Some Talend Open Studio job errors are alternate paths that, though infrequent, occur often enough to justify special programming. This programming may come in the form of guard conditions, special logic applied to route the special case to another subjob.  For an example of these type of errors, see this blog post on ETL Filter Patterns.

Other errors are related to system and network activity or are bugs.  There are a few ways to handle this class of error in Talend Open Studio.

Do Nothing

For simple jobs, say an automated administrative task, you can rely on the exception throwing of Talend Open Studio.  An example is a simple input to output job where a database failure in writing the output results in a system error.  This is expressed in the Run View as a red stack trace.

Simple Job with No Extra Error Handling Configured 
Subjob or Component Error Triggers

Each subjob and component has a return code that can drive additional processing.  The Subjob Ok/Error and Component Ok/Error can be used to steer the error toward an error handling routine like the tSendMail component.  This example looks for a connection error (the database is off) or a file processing error (the database is on, but the table name is wrong).

Both an individual subjob and a finer-grain component can be tested.  The screenshot shows two tSendMail routines being called from an OnSubjobError trigger.

Error Handling Tailored to the Subjob (or Component)
While testing the individual subjobs and components has the advantage of providing error handling tied to the specific case, there are disadvantages in maintenance and testing.  Maintenance suffers because the job  becomes cluttered with extra components which can confuse the normal processing, less frequent processing, and the error handling.  Testing is harder because there are more test cases.

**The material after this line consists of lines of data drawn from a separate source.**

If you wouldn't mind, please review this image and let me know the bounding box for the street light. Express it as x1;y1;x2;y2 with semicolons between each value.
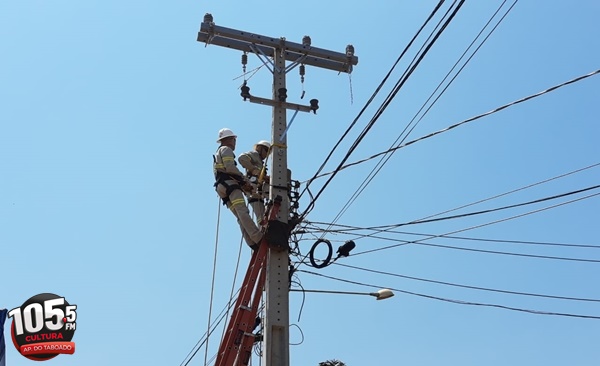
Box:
290;288;394;300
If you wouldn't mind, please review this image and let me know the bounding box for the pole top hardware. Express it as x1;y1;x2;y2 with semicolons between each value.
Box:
197;13;358;73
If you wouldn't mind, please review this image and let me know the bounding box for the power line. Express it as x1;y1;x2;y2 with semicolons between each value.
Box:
326;0;518;227
304;70;600;181
300;0;445;201
303;271;600;320
301;0;464;217
354;193;600;256
330;263;600;302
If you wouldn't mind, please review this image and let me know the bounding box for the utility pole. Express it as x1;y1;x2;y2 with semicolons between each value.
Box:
198;13;358;366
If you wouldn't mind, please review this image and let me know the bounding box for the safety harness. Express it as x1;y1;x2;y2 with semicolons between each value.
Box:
213;150;244;205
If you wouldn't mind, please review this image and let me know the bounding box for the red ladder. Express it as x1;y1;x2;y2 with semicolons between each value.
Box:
215;201;279;366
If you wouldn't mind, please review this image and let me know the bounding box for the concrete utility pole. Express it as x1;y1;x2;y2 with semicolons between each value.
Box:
198;13;358;366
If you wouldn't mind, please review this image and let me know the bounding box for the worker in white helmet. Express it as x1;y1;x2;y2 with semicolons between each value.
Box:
238;140;271;224
213;128;263;249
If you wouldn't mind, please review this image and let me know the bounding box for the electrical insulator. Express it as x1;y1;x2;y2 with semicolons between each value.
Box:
310;99;319;114
346;44;354;57
240;83;251;100
302;36;310;47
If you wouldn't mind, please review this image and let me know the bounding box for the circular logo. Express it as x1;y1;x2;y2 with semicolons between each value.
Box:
8;293;77;361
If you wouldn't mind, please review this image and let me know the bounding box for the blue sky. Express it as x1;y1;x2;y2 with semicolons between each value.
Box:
0;0;600;366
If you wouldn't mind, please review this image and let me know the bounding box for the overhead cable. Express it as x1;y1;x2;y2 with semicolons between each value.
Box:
334;263;600;302
326;0;518;223
300;0;445;199
353;193;600;256
300;0;464;217
304;70;600;181
303;271;600;320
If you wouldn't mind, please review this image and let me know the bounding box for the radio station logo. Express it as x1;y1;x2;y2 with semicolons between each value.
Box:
8;293;77;361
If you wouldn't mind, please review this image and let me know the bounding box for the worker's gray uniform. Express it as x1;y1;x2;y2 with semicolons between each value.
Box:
238;150;269;223
213;146;263;247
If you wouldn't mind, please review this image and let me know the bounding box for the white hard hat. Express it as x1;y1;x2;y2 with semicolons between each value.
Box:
254;140;271;149
217;128;237;142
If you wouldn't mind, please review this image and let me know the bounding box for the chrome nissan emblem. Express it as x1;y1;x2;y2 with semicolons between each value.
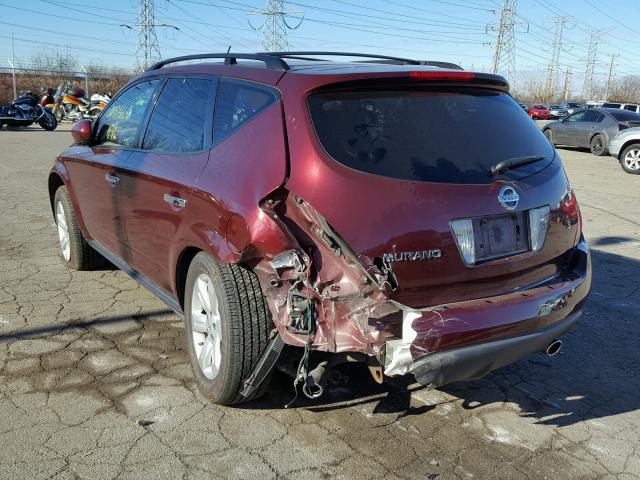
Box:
498;185;520;210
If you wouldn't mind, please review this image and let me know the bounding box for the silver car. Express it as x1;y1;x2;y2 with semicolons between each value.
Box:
549;105;569;118
609;127;640;175
542;108;640;156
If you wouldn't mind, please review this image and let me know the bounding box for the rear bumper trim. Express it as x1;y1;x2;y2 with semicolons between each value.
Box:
410;310;582;388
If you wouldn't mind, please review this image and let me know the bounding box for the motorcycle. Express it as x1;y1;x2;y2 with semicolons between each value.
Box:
0;92;58;131
53;83;110;122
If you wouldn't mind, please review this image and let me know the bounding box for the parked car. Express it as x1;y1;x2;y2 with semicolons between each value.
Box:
529;103;551;120
560;101;583;115
549;105;567;119
49;52;591;404
620;103;640;113
609;127;640;175
542;108;640;156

Sometimes, there is a need for this level of detail.  You may want to send a file that represents an intermediate stage of processing via email.  This file isn't available throughout the job, and not every failure can handle this.

tAssertCatcher

A more general strategy is to define an error handling subjob to be performed when an error -- any error -- occurs.  This has the important advantage of consolidating the error handling, dramatically reducing testing.  It puts the burden of testing for error conditions on Talend (where it belongs).

To implement the general strategy, use the tAssertCatcher component which will be invoked whenever any component throws an error.

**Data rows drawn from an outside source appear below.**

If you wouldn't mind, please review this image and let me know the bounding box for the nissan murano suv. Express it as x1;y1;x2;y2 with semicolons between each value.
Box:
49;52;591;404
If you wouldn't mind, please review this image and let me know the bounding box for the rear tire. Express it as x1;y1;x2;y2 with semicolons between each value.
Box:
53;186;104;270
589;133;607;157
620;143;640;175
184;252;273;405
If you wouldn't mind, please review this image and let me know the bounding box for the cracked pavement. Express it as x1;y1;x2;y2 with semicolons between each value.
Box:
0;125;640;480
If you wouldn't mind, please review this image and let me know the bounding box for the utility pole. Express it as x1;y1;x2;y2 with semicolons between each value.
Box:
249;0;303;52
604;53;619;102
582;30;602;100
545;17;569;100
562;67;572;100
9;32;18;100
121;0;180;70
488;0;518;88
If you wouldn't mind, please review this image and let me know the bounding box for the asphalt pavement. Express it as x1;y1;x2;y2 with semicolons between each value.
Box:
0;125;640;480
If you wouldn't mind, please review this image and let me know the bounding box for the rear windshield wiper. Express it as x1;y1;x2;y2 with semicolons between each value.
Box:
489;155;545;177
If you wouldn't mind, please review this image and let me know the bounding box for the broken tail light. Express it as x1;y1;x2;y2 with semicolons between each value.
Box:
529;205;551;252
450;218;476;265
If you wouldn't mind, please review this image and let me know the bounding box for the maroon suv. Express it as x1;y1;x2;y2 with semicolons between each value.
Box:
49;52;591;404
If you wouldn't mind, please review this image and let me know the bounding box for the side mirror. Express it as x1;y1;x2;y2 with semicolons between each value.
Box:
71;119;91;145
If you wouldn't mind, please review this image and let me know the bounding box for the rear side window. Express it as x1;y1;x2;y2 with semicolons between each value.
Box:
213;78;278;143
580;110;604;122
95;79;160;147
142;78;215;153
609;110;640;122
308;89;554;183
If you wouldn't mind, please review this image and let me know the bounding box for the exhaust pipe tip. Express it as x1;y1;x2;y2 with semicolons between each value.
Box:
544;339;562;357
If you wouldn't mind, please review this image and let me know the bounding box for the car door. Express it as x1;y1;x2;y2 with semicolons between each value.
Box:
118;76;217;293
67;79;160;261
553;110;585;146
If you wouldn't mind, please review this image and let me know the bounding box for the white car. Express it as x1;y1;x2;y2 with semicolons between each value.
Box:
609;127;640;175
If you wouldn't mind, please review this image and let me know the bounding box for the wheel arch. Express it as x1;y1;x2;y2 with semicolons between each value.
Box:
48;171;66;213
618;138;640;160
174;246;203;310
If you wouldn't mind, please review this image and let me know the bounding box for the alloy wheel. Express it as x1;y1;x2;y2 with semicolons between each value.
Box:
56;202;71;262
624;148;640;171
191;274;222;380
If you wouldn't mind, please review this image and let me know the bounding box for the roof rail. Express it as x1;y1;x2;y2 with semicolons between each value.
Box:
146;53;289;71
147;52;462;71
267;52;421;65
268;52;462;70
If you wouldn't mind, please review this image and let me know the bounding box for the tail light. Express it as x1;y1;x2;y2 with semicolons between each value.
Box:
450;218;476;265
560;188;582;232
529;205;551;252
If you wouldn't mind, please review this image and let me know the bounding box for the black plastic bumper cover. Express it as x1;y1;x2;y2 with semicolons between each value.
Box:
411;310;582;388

A Shared Error Handler with tAssertCatcher

If there's a failure in the XSL component (tXSLT) or other component resulting in a Java exception, the job will continue with the error handler (in this case a tLogRow) attached to the tAssertCatcher. tAssertCatcher can route an error message to other handlers like a tSendmail.

tAssertCatcher Config
Components like tXSLT don't need any additional configuration to use tAssertCatcher.  The tFileInputXML has a "Die on error" checkbox that needs to be set.

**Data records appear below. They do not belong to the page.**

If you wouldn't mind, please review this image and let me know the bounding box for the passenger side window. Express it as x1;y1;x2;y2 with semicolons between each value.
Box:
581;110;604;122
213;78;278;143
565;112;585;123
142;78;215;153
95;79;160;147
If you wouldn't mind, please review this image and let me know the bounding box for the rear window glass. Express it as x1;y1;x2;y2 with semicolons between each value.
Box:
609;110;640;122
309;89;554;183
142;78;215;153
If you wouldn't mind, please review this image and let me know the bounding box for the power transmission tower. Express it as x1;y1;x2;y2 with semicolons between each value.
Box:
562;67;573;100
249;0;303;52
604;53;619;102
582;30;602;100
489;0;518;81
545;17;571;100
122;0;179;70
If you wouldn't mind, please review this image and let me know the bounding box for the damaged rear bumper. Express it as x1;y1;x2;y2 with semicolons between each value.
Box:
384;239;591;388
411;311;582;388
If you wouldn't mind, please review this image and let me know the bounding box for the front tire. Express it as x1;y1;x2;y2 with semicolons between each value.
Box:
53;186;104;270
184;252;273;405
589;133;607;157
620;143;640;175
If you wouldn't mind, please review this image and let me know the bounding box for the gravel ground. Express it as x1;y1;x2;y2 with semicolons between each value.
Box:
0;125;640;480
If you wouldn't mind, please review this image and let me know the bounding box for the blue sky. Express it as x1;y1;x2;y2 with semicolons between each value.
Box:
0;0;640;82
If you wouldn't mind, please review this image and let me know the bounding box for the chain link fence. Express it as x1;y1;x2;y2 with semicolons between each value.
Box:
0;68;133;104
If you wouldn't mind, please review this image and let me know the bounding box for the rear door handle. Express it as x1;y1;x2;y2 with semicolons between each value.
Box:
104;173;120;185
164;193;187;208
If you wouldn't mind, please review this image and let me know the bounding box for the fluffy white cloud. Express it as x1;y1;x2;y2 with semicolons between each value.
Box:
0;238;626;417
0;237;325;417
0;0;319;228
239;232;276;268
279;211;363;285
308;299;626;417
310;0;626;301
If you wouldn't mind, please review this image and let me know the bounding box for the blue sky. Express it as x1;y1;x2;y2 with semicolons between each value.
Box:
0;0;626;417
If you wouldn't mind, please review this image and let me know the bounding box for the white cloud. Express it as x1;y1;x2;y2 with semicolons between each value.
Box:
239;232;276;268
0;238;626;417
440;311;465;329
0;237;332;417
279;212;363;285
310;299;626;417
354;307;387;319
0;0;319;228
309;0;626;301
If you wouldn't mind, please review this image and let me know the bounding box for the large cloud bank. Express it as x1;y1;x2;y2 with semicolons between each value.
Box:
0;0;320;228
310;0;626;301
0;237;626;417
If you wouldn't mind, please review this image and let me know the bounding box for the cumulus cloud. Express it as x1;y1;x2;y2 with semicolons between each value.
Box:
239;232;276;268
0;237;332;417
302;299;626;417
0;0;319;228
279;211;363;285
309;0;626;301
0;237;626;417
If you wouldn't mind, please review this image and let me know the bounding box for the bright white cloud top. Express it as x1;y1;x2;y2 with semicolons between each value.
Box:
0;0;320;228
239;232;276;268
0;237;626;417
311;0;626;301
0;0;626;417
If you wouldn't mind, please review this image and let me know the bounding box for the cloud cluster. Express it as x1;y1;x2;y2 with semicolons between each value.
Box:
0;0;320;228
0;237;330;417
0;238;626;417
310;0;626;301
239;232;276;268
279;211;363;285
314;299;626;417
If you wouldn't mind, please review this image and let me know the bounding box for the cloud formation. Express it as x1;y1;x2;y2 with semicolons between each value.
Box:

In the following screenshot, the database component tMSSqlOutput_1 has "Die on error" set.  If the flag is not set, then the tMSSqlOutput will print a message and the tAssertCatcher will not be called.  This particular example caught errors from the connection component (bad login) and the tMSSqlOutput component (DB-generated unique constraint violation and invalid insert of identity column).

An Example with Database Components


Let Talend Work

Handling system errors is different than alternate paths and conditions that arise during coding a Talend job.  Sometimes, you'll have a specific error routine for a specific system error condition.  But where possible, let Talend throw the system errors and catch them with a tAssertCatcher. 

55 comments:

  1. Excellent tutorial.

    I've tried applying this concept using a tOracleInput component with a OnSubJobOk trigger to a tMap component. The tMap component won't seem to accept a trigger conditional, forcing me to divide my logic to 2 steps (checking first for a connection using tOracleConnection, then running my query using the tOracleInput).

    Could you explain why you can't run a trigger directly to a tMap? Is there another way to consolidate this error checking on a query without having to have an explicit connection component?

    Thanks!

    ReplyDelete
  2. Hi,

    tMap needs an input component like tOracleInput to provide it with operands. This is the flow of records from a query.

    A tOracleInput can include connection information. However, most of the jobs that I write use a separate tOracleConnection. This is so that the connection can be applied to all of the components in the job: tOracleOutput, other tOracleInputs. The configuration, number of connections, and properties like auto-commit are controlled centrally. It's rare that I have only a single DB input in a job.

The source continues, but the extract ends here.